Cenni di Pepo, known as Cimabue, was a Florentine painter and mosaicist who stands at the crucial turning point between the formal traditions of Byzantine art and the naturalistic revolution that would follow with his pupil Giotto. Active in the second half of the thirteenth century, Cimabue worked in Florence, Rome, Assisi, and Pisa, and was recognized by Dante in the Divine Comedy as the greatest painter of his age — only to note that Giotto had already eclipsed his fame.
His monumental Maestà paintings for the churches of Santa Trinita in Florence and San Francesco in Assisi show the Virgin enthroned in golden splendour, surrounded by angels and saints. While the compositions follow Byzantine conventions — the hieratic frontality, the gold ground, the elongated figures — Cimabue introduced a new solidity and spatial depth. His angels overlap and recede; his drapery falls with a weight that suggests actual fabric; his faces show the first glimmers of individual expression.

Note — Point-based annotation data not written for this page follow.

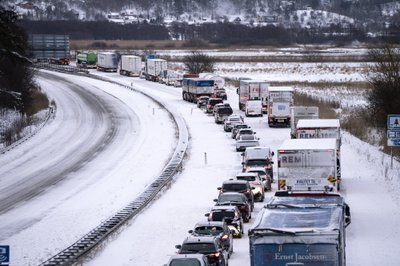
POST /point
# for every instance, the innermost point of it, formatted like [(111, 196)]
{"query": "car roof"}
[(233, 181), (210, 223), (199, 239)]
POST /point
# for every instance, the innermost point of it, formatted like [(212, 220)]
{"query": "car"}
[(236, 199), (237, 127), (231, 120), (210, 246), (202, 101), (188, 260), (265, 177), (256, 183), (211, 103), (244, 131), (231, 215), (240, 186), (218, 229), (246, 141), (222, 112)]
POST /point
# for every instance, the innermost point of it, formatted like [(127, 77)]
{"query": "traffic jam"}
[(304, 222)]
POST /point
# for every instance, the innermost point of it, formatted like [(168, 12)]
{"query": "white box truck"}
[(250, 89), (107, 61), (308, 165), (154, 68), (301, 112), (280, 100), (130, 65)]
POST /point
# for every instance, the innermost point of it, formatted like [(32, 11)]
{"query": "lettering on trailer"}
[(297, 257), (290, 159)]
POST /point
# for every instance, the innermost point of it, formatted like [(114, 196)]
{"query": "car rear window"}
[(198, 247), (234, 187), (221, 215), (209, 230), (185, 262)]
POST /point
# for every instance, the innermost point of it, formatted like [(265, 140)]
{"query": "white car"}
[(245, 141)]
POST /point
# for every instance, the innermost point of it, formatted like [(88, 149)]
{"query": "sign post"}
[(393, 134)]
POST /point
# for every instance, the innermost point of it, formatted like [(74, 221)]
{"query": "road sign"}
[(393, 142), (393, 121)]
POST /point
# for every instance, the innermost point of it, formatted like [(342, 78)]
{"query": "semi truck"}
[(280, 100), (107, 62), (300, 230), (86, 59), (193, 88), (321, 129), (301, 112), (308, 165), (130, 65), (154, 68), (250, 90)]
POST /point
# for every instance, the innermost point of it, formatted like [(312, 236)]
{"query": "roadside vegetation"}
[(20, 97)]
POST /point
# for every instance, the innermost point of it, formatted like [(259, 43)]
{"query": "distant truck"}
[(154, 69), (308, 165), (301, 112), (322, 129), (86, 59), (280, 100), (130, 65), (299, 230), (193, 88), (253, 90), (107, 62)]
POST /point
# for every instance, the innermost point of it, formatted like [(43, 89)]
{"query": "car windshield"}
[(221, 215), (198, 247), (208, 230), (258, 162), (185, 262), (229, 198), (234, 187), (246, 177)]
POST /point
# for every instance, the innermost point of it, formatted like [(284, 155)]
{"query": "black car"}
[(231, 215), (218, 229), (241, 186), (235, 199), (207, 245)]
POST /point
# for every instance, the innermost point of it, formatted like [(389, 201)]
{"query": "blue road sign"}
[(393, 121), (4, 255)]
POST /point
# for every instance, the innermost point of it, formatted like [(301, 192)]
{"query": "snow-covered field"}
[(370, 185)]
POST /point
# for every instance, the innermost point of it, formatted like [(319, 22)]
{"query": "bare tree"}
[(384, 77), (198, 62)]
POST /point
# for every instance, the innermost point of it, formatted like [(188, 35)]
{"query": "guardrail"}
[(83, 246)]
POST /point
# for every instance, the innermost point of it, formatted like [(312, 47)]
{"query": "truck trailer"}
[(253, 90), (130, 65), (308, 165), (154, 68), (107, 62), (193, 88), (280, 100), (86, 59), (301, 112), (300, 230)]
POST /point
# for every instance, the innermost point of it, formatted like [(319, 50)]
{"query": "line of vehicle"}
[(80, 248)]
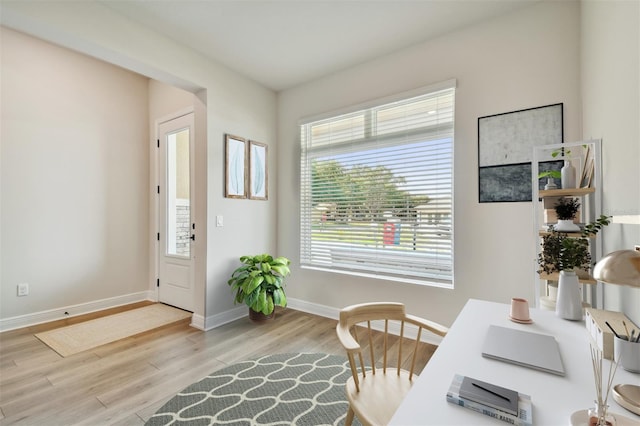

The devastating flood of 1966 severely damaged his great painted crucifix in Santa Croce, but its surviving fragments — particularly the tender, suffering face of Christ — reveal the emotional power that set Cimabue apart from his contemporaries. His legacy is inseparable from the birth of Western painting: he pushed the boundaries of a millennium-old tradition to the point where a new art could emerge.